Pamiętam z dzieciństwa, że moja mama miała bliską przyjaciółkę, mieszkającą w innym mieście. Dzieliła się z nią każdym, nawet najbardziej intymnym szczegółem z naszego życia. Codziennie przy porannej kawie zdawała przyjaciółce telefoniczną relację z poprzedniego dnia, nie omijając przy tym wstydliwych i upokarzających historii na temat swoich dzieci. I jak większość nastolatków, byłam przerażona tym atakiem na moją prywatność.
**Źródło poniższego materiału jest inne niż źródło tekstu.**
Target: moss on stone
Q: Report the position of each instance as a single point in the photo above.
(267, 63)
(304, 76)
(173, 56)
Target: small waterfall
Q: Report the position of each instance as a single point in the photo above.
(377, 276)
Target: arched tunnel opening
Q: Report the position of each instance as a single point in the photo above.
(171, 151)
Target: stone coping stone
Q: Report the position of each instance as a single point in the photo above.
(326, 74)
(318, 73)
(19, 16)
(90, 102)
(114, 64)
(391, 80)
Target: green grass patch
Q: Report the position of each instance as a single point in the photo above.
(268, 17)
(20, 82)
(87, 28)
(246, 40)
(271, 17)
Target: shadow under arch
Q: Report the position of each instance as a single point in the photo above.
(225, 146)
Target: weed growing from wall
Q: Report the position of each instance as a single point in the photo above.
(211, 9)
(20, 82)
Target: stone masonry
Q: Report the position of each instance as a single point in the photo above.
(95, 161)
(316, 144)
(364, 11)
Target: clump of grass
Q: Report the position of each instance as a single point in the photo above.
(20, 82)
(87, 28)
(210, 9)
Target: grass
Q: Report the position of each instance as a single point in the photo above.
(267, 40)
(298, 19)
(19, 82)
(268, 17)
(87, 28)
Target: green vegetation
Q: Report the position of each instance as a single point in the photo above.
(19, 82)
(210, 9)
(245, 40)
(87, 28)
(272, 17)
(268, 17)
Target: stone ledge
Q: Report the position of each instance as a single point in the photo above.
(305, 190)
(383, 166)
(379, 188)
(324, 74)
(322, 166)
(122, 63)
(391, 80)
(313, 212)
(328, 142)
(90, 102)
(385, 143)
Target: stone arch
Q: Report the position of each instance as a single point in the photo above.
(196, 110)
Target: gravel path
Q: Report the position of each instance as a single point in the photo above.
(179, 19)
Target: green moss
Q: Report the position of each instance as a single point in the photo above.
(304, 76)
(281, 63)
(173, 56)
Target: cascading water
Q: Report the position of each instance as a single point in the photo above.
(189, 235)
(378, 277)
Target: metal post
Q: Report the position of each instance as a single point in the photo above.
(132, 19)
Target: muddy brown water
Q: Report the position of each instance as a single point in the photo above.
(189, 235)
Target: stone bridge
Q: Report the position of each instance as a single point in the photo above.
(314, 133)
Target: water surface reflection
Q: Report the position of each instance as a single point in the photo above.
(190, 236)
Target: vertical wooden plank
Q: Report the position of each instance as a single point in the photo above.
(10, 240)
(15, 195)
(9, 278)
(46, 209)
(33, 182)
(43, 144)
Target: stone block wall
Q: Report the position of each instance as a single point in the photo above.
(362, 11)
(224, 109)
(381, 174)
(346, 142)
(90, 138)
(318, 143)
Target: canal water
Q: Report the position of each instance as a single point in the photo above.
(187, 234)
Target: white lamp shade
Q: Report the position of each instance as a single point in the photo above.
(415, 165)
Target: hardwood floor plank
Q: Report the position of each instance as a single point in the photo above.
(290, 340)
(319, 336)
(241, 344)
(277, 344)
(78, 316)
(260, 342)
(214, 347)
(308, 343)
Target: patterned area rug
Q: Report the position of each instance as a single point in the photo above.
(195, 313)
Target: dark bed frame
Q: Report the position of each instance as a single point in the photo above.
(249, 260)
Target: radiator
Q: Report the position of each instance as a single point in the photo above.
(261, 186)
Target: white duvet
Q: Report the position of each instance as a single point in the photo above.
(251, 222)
Dorastałam w późnych latach 90., kiedy pagery z identyfikacją nadawcy były technologicznym szczytem. A wyobraź sobie, że jesteś trzynastolatkiem w dzisiejszych czasach i googlując swoje imię odkrywasz, że już istniejesz w sieci. Świadomość, że moja mama dzieliła się informacjami o mnie z jedną osobą była straszna, więc nie wyobrażam sobie, ile niepokoju pojawiłoby się w mojej nastoletniej psychice, gdyby działo się to w sieci. Przypomina mi się tytułowy bohater Truman Show, który był mimowolną gwiazdą programu telewizyjnego, a każdy jego ruch śledził tłum widzów. Podobnie do Trumana, życie dzieci Generacji Z stało się towarem na rynku treści internetowych. Intymne szczegóły z ich życia, od pierwszych zdjęć USG po napady złości, zostały udostępnione w przestrzeni mediów społecznościowych. Nawet jeśli rodzice nie są uzależnieni od ciągłego dzielenia się życiem w internecie, szkolne raporty czy wyniki zawodów sportowych są skarbnicą danych, z których Google czerpie informacje na temat ich tożsamości.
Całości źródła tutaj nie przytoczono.